This is SCIENCE FRIDAY. I'm Ira Flatow. Researchers in Japan say they have trained a Labrador retriever to sniff out cancer in people. Writing in the journal Gut, the scientists say the dog was better than conventional tests in identifying people with colorectal cancer.

The dog, named Marine, sniffed the breath and the stool samples of more than 300 people and had a whopping 98 percent accuracy rate, picking out the 40 people in that group who actually had cancer.

What is going on here? Do diseases have certain smells? And how can dogs smell when something is wrong with our bodies? And could they one day be used - dogs -as diagnostic tools?

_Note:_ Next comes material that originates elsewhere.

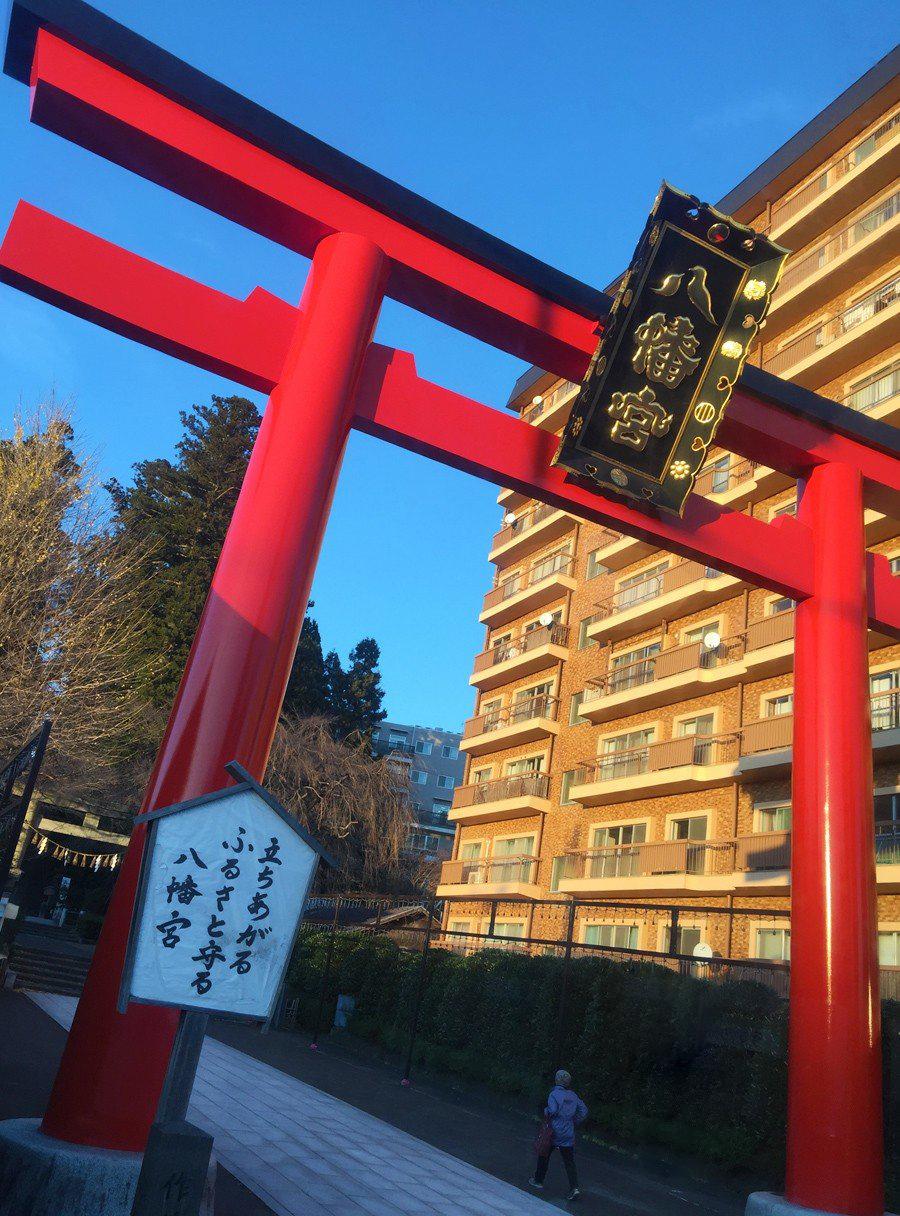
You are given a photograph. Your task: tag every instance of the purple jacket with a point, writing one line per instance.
(564, 1112)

That's what we'll be talking about. Our number is 1-800-989-8255, 1-800-989-TALK. You can tweet us, @scifri - @-S-C-I-F-R-I. Gary Beauchamp is the director of the Monell Chemical Senses Center in Philadelphia, Pennsylvania. Thank you for being with us today.

Dr. GARY BEAUCHAMP (Director, Monell Chemical Senses Center): It's good to be here.

FLATOW: Now, this is not - I understand - this is not strange to you. You hear about all types of studies, you know, where dogs can sniff out all kinds of things.

Dr. BEAUCHAMP: Yes, and for hundreds of years, it's been thought that dogs and many other species, including people, can actually detect diseases based on smells coming from patients. So this idea has a very long history in medicine.

FLATOW: So it is plausible and believable, this study - there's no reason to believe this study is inaccurate?

Dr. BEAUCHAMP: No, in fact there were many anecdotes for many, many years, but it's only been recently that true, experimental studies have been conducted - like this one. And many of them are certainly showing that dogs are able to make diagnoses that are quite good.

FLATOW: Do we know what is in the odor that they're smelling?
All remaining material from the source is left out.